A provocative new report from Citrini Research paints a dystopian picture of AI's economic impact, projecting that autonomous AI agents could double unemployment rates and slash stock market valuations by over a third within just two years. The analysis, framed as a dispatch from 2028, challenges the tech industry's relentless push toward AI automation with a sobering question: what happens when the efficiency gains become economic catastrophe?
Citrini Research just dropped a bomb on the AI hype cycle. The firm's latest analysis imagines a report written in 2028, looking back at how the rapid deployment of AI agents triggered an economic meltdown that doubled unemployment and wiped out more than a third of stock market value. It's a stark counternarrative to the productivity paradise promised by OpenAI, Microsoft, and Google as they race to put autonomous AI systems in every workplace.
The timing couldn't be more pointed. Just as enterprises are scaling up AI agent deployments - systems that can autonomously handle customer service, write code, manage schedules, and execute complex workflows - Citrini Research is asking the uncomfortable question everyone's been avoiding: what happens when all those efficiency gains translate into massive job losses?
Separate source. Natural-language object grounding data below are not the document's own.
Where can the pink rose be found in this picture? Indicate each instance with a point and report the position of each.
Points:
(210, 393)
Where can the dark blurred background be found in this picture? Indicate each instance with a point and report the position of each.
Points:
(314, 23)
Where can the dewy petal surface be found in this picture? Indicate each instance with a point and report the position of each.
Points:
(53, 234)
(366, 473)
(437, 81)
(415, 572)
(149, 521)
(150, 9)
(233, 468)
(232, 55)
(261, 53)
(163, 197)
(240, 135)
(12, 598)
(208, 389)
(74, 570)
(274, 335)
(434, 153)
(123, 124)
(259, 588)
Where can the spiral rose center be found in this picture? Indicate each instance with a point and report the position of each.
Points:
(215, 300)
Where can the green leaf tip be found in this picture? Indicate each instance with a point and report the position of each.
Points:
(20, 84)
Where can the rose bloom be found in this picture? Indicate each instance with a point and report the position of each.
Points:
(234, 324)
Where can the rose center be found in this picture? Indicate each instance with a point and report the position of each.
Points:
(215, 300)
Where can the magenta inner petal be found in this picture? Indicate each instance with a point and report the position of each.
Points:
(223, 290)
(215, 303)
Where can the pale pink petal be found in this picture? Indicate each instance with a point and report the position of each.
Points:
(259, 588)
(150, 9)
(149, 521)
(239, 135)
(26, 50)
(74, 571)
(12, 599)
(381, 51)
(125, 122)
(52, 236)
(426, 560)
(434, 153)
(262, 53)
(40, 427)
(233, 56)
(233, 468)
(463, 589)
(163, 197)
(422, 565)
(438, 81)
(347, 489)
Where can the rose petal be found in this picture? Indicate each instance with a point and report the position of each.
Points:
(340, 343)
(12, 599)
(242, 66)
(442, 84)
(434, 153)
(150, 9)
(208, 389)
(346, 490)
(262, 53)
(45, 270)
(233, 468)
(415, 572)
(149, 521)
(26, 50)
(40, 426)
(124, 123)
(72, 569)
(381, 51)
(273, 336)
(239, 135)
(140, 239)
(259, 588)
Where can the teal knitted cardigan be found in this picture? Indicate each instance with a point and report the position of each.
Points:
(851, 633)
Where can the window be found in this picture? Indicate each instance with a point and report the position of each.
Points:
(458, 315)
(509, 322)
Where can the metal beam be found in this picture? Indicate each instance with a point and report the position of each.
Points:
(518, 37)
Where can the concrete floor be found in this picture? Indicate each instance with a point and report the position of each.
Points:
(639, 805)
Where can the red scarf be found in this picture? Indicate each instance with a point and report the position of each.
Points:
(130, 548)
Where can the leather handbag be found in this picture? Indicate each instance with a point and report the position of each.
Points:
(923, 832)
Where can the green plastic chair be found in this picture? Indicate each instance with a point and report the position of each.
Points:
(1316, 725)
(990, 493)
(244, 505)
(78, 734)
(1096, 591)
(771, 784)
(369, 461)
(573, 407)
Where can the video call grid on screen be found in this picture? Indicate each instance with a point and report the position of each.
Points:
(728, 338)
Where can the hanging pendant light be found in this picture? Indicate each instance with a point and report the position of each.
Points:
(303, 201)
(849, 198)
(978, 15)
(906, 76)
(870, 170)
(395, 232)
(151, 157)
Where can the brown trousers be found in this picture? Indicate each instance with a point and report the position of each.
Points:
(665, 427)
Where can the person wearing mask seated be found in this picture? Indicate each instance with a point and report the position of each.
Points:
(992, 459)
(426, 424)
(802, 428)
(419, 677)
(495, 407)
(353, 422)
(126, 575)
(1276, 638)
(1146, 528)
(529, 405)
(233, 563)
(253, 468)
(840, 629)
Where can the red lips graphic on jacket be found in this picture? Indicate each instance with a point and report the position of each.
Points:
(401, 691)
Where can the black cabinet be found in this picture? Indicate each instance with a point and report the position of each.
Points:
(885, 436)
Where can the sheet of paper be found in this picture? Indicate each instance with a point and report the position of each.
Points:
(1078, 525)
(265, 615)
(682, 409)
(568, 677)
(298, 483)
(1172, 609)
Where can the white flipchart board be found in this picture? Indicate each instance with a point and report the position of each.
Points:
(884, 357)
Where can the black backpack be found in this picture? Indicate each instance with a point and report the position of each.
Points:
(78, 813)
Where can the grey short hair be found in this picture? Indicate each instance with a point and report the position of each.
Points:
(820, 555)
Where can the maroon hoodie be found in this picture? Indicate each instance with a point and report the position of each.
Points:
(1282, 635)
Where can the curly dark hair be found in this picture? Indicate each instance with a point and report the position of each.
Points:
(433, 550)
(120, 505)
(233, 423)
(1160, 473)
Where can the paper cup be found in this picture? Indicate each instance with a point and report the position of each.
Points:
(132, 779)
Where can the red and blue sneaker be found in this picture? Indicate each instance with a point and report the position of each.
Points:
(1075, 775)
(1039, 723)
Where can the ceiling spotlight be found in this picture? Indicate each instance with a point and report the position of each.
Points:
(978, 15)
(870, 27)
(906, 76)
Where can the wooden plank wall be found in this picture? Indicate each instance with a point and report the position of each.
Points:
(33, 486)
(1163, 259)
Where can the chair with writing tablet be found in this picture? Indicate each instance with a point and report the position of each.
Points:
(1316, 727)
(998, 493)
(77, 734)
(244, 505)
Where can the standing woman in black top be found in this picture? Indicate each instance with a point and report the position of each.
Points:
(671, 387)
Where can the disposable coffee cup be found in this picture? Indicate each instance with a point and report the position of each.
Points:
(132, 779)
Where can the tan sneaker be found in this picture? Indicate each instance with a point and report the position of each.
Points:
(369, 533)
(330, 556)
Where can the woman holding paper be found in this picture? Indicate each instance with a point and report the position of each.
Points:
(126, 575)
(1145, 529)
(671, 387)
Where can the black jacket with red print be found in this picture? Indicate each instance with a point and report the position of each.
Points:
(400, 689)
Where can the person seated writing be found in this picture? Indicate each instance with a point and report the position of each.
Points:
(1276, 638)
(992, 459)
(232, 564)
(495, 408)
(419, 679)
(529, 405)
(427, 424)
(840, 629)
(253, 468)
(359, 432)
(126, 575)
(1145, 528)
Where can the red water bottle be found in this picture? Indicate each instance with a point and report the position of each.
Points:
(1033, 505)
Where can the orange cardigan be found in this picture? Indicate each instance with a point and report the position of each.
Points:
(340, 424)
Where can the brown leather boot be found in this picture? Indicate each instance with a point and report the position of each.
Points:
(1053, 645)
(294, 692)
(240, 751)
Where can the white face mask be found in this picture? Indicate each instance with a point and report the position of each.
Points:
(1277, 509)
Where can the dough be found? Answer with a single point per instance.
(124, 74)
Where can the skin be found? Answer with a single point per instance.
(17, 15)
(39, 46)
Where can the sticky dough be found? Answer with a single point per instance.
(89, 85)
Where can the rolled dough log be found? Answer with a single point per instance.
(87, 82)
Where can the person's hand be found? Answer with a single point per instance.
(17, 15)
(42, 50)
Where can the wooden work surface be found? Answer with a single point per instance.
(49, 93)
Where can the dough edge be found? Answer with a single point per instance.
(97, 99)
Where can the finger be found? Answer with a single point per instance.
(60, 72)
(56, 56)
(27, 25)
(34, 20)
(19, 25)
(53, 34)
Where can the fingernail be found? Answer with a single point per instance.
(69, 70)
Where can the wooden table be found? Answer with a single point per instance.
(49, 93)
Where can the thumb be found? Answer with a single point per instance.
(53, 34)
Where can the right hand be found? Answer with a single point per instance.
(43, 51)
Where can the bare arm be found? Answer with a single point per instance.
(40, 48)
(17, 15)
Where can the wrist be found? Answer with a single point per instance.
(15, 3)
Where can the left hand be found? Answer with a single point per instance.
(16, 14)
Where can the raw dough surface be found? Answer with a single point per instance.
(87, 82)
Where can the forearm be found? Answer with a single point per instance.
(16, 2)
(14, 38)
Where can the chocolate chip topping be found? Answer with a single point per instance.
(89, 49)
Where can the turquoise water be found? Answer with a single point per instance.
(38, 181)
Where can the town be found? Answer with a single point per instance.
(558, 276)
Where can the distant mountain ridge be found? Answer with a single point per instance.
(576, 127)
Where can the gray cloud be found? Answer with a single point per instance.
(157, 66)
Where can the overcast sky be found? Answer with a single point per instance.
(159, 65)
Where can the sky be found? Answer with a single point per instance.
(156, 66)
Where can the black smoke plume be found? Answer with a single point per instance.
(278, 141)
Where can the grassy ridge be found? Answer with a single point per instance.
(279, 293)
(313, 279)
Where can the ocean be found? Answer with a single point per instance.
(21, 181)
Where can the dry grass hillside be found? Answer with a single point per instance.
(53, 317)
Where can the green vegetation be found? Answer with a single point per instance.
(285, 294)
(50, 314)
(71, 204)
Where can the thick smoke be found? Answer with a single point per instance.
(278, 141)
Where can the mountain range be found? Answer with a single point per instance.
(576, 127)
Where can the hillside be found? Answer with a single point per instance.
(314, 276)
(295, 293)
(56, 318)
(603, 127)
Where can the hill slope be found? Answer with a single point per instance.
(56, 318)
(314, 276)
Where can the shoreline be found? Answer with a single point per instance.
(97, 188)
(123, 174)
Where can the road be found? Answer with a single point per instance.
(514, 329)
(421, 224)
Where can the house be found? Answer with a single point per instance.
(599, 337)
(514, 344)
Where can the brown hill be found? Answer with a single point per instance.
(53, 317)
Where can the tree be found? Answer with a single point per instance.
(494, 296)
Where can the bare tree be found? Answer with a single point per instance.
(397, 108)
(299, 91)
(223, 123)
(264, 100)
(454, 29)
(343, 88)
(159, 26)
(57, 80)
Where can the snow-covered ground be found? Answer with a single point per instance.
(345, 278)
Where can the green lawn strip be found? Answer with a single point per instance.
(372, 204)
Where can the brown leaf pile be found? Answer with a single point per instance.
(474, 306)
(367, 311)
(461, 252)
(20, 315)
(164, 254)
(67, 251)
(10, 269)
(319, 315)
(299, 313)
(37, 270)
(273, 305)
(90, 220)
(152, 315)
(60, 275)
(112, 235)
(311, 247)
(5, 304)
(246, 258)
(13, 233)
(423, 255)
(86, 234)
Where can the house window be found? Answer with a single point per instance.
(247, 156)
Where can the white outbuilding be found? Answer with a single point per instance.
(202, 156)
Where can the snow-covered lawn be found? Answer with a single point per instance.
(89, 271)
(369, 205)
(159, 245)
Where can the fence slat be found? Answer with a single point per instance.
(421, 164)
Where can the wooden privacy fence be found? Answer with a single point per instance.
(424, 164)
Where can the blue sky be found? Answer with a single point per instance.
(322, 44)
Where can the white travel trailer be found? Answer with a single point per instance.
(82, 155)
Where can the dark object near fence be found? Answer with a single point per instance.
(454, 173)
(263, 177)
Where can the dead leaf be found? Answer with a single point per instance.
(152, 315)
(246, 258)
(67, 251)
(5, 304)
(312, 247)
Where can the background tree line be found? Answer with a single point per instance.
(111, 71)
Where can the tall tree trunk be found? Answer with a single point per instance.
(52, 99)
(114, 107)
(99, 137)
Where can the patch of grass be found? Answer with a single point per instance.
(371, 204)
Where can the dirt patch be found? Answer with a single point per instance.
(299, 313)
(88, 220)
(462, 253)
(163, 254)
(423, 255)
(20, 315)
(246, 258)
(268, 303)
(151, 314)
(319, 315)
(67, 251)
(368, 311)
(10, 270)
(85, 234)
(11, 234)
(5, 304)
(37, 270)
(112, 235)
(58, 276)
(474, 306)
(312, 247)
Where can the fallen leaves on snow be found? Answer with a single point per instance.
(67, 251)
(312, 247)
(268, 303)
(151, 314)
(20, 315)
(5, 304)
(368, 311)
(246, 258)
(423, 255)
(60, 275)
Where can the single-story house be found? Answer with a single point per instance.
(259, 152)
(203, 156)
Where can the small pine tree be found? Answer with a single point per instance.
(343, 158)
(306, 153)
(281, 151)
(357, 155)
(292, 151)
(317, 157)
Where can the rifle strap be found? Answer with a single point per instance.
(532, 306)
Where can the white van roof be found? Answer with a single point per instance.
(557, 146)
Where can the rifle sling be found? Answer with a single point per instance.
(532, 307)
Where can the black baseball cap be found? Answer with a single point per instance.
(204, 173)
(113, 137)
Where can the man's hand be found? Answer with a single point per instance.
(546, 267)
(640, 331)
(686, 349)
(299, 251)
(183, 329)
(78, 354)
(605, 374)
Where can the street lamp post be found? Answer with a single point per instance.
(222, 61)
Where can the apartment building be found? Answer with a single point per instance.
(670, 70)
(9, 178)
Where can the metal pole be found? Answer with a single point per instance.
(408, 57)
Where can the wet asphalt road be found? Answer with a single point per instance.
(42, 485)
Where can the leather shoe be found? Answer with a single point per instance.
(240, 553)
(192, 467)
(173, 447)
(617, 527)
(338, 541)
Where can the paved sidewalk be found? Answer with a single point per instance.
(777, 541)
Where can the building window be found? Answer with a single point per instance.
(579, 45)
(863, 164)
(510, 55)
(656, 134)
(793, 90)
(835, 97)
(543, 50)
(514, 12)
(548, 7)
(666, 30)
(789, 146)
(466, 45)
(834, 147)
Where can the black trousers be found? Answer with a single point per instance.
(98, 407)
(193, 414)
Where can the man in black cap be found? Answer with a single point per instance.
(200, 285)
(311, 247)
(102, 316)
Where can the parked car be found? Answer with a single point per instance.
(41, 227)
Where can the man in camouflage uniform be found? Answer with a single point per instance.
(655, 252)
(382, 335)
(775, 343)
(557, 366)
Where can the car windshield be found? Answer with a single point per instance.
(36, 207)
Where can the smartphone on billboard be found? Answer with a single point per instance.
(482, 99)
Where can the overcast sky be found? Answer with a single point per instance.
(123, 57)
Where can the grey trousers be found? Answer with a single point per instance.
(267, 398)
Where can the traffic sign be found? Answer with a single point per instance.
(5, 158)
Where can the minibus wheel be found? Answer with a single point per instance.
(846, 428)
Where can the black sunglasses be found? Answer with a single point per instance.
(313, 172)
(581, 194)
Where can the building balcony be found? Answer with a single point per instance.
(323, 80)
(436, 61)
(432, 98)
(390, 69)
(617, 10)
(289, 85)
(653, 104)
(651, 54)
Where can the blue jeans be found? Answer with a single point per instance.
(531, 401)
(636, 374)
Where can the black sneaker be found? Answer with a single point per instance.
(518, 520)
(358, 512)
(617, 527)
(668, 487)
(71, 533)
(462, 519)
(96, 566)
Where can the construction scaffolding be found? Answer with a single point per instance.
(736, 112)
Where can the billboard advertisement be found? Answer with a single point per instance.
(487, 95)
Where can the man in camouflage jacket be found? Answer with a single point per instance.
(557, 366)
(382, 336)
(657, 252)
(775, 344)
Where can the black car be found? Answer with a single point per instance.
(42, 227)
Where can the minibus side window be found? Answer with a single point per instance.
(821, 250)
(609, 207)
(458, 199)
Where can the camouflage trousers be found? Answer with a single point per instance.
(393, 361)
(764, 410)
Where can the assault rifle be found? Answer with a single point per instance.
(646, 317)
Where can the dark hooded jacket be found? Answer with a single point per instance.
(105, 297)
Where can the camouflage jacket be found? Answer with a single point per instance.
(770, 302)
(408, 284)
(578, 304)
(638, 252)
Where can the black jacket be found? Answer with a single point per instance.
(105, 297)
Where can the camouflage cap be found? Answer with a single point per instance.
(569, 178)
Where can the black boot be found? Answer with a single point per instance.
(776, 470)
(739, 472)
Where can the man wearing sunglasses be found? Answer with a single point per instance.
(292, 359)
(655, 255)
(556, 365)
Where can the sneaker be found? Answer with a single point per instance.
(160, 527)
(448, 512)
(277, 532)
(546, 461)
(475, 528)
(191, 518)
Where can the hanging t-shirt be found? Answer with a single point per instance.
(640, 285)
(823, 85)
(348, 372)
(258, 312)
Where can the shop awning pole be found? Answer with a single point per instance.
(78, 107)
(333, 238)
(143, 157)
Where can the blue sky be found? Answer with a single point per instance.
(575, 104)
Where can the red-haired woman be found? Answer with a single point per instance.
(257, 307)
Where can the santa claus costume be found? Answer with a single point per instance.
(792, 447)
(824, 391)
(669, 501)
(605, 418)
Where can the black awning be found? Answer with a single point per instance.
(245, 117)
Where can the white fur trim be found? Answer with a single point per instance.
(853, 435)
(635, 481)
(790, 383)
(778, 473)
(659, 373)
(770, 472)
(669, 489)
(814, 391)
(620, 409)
The report's framework is deliberately provocative, using a future-backward approach to trace how today's decisions could cascade into tomorrow's crisis. By imagining the aftermath rather than just modeling probabilities, Citrini Research forces readers to confront the human cost of automation in concrete terms. Doubled unemployment doesn't just mean statistics - it means millions of workers displaced faster than the economy can absorb them.
What makes this analysis particularly relevant right now is the breakneck pace of AI agent adoption. Microsoft has been aggressively pushing its Copilot agents across enterprise software. Google is embedding AI agents into workspace tools used by millions. recently showcased agents that can perform multi-step tasks with minimal human oversight. The technology has moved from research labs to production environments in months, not years.